Однако при всех этих особенностях естественноправовые теории были идеологическим оружием в борьбе против средневекового религиозного мировоззрения, против феодальных порядков, которые ими изображались как неразумные и не соответствующие природе человека. Они раскрывали «земное» происхождение государства и других общественных институций. «…Уже Макиавелли, Кампанелла, а впоследствии Гоббс, Спиноза, Гуго Гроций, вплоть до Руссо, Фихте, Гегеля, — пишет Маркс, — стали рассматривать государство человеческими глазами и выводить его естественные законы из разума и опыта, а не из теологии» (1, 111). Конечно, ранние буржуазные теоретики государства и права наряду с естественным признавали и божественное право, они еще не отрицали, а лишь ограничивали сферу теологии. Еще более отчетливо это выступает у Прокоповича, который создавал свою теорию просвещенного абсолютизма в феодальной стране, где буржуазия лишь зарождалась и где ее интересы на определенном отрезке истории сближались с интересами прогрессивных слоев дворянства.

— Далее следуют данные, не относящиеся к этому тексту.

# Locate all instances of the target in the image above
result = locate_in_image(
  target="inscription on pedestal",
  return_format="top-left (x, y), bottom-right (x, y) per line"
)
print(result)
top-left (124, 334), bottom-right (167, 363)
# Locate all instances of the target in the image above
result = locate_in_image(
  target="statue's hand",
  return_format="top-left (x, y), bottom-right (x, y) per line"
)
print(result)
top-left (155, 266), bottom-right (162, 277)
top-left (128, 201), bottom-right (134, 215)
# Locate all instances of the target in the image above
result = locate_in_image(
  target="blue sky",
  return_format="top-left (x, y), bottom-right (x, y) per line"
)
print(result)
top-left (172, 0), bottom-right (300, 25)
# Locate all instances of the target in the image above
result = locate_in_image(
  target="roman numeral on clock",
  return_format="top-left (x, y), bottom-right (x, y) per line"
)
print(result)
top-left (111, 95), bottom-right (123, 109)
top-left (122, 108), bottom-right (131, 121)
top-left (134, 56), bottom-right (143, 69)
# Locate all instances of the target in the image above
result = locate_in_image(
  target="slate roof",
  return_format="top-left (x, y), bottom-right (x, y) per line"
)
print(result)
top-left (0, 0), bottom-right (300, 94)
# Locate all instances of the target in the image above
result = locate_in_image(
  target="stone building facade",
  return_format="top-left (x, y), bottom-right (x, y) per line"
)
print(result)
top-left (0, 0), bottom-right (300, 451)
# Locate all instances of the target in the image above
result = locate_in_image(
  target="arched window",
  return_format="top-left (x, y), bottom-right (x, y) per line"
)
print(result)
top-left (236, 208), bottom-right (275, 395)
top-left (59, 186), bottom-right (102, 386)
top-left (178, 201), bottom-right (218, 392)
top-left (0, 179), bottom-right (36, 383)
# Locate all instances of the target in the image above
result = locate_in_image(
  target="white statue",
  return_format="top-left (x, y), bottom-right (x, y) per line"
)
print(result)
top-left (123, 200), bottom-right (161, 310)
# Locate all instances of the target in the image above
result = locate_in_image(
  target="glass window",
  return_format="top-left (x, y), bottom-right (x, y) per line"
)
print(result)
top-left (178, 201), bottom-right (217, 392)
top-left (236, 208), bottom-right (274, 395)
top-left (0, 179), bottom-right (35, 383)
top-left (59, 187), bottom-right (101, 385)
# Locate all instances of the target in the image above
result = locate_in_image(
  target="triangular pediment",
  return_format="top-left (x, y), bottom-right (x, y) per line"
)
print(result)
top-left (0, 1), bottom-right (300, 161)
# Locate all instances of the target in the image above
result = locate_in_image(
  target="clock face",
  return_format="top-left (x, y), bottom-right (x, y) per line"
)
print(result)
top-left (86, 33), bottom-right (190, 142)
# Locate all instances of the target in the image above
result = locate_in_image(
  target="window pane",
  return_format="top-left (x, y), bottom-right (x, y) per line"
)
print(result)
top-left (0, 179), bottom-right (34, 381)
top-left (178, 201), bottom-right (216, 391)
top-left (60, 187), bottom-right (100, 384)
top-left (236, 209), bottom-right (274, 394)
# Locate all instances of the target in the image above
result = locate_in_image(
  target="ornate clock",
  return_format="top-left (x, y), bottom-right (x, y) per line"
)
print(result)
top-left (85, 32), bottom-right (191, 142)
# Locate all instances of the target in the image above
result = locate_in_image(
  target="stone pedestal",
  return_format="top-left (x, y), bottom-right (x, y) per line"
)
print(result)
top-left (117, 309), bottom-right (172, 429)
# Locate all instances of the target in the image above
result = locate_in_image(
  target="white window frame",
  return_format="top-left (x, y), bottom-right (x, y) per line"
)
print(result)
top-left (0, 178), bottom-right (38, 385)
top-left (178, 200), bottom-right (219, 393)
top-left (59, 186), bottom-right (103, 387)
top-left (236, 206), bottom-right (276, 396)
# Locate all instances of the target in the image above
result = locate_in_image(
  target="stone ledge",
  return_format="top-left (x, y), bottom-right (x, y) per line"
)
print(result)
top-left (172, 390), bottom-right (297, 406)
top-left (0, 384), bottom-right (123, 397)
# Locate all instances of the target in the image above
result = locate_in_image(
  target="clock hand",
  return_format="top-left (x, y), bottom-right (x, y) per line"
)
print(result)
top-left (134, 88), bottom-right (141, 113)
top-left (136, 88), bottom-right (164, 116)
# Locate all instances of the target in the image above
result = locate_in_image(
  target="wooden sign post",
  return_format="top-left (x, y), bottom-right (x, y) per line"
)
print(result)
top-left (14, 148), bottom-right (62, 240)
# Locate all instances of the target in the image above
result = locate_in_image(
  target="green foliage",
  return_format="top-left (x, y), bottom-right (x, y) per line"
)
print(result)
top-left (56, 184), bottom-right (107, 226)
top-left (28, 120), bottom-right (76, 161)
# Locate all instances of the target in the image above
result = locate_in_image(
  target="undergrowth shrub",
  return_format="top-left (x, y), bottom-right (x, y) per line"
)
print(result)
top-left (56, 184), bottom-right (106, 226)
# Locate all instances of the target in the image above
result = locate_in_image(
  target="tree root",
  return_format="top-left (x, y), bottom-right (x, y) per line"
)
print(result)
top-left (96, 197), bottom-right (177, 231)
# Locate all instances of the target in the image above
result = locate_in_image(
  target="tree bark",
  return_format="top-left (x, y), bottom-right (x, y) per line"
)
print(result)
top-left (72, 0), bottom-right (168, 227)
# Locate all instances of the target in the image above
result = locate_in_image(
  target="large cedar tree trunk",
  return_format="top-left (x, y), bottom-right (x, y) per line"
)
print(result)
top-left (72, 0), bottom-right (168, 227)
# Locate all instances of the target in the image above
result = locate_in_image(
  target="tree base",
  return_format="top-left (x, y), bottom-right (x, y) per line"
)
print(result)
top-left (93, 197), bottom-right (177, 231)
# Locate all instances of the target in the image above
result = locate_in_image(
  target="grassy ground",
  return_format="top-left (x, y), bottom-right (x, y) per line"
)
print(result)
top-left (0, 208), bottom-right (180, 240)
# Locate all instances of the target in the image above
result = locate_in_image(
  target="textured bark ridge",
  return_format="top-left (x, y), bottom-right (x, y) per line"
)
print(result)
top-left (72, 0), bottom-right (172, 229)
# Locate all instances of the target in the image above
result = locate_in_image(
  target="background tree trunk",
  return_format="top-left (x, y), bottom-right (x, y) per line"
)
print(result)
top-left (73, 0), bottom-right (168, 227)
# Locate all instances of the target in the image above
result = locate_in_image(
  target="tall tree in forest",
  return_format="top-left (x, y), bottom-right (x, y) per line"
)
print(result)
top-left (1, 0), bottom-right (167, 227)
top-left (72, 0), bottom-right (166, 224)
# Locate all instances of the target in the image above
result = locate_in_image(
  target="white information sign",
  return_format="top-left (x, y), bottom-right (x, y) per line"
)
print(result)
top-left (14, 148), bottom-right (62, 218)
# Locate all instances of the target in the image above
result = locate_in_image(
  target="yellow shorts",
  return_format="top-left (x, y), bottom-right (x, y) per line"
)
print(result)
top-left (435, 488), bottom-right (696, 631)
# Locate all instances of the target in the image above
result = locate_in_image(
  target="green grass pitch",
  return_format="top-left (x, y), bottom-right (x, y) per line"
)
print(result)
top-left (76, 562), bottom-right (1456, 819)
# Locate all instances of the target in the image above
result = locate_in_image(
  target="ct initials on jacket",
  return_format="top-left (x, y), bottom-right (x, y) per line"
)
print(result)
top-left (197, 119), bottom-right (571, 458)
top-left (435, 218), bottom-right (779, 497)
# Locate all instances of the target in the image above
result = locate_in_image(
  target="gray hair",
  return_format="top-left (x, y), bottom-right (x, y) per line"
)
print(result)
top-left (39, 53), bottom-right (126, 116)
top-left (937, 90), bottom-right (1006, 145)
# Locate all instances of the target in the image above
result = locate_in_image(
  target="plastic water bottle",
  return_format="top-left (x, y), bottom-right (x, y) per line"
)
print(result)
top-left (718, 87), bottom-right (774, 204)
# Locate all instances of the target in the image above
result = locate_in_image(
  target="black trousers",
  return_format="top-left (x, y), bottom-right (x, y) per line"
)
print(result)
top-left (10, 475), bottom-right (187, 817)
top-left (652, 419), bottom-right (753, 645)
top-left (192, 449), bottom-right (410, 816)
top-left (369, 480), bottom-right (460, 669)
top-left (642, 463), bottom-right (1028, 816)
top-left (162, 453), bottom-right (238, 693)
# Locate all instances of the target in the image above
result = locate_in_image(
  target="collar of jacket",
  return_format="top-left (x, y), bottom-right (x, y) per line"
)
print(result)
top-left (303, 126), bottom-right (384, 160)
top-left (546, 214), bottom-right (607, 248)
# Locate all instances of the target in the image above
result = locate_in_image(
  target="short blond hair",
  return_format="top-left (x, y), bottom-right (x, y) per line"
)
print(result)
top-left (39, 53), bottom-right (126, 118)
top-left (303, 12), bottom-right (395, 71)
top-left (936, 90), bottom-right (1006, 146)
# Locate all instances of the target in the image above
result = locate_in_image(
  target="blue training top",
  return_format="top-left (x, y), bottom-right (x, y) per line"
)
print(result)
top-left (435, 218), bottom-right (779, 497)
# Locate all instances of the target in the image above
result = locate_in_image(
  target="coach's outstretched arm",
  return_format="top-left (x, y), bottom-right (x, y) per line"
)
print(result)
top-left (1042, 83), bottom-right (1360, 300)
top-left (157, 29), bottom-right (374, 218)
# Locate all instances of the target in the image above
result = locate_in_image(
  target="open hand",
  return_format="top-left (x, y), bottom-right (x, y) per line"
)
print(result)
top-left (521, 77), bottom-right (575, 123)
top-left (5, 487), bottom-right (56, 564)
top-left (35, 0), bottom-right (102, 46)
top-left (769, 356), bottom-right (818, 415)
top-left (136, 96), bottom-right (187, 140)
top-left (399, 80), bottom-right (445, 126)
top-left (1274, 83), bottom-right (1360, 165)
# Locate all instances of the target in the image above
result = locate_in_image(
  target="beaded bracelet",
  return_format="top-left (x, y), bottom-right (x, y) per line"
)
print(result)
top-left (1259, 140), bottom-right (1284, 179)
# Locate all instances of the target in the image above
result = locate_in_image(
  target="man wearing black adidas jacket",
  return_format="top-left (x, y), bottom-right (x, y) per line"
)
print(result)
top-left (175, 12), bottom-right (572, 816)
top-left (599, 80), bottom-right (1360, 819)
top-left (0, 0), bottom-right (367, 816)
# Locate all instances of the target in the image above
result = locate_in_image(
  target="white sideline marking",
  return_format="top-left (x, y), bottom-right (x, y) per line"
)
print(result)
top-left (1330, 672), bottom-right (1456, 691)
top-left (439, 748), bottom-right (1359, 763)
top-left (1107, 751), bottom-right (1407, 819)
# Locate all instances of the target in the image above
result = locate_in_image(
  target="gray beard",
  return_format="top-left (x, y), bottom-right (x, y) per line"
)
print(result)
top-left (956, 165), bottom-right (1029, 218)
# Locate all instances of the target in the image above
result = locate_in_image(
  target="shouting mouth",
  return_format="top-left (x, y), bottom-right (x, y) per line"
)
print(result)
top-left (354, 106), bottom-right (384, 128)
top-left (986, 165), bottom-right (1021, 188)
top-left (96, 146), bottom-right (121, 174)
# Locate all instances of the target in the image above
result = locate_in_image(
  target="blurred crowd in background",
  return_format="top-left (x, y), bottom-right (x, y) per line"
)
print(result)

Ни Гоббс, ни Гроций, ни Пуфендорф, неоднократно ссылаясь на откровение, уже не обращаются к нему как к самостоятельному источнику доказательства в теории происхождения государства, таковыми у них выступают лишь естественный закон и естественное право. Прокопович также исходит из этих доказательств. Но в отличие от западноевропейских мыслителей он прибегает еще и к откровению. Весь ход аргументации ведется им параллельно, каждое утверждение выводится и из Библии и из естественного разума. Это легко объяснимо не только высказанными выше соображениями, но и тем, что «Правда воли монаршей» и другие его сочинения писались для убеждения широкого круга читателей, сознание которых было еще религиозным. Но все же «центр тяжести всего трактата лежит в рационалистических доказательствах. Изложенное в нем учение осталось бы, собственно, по существу неизменным, если отбросить всю аргументацию богословского характера» (79, 37).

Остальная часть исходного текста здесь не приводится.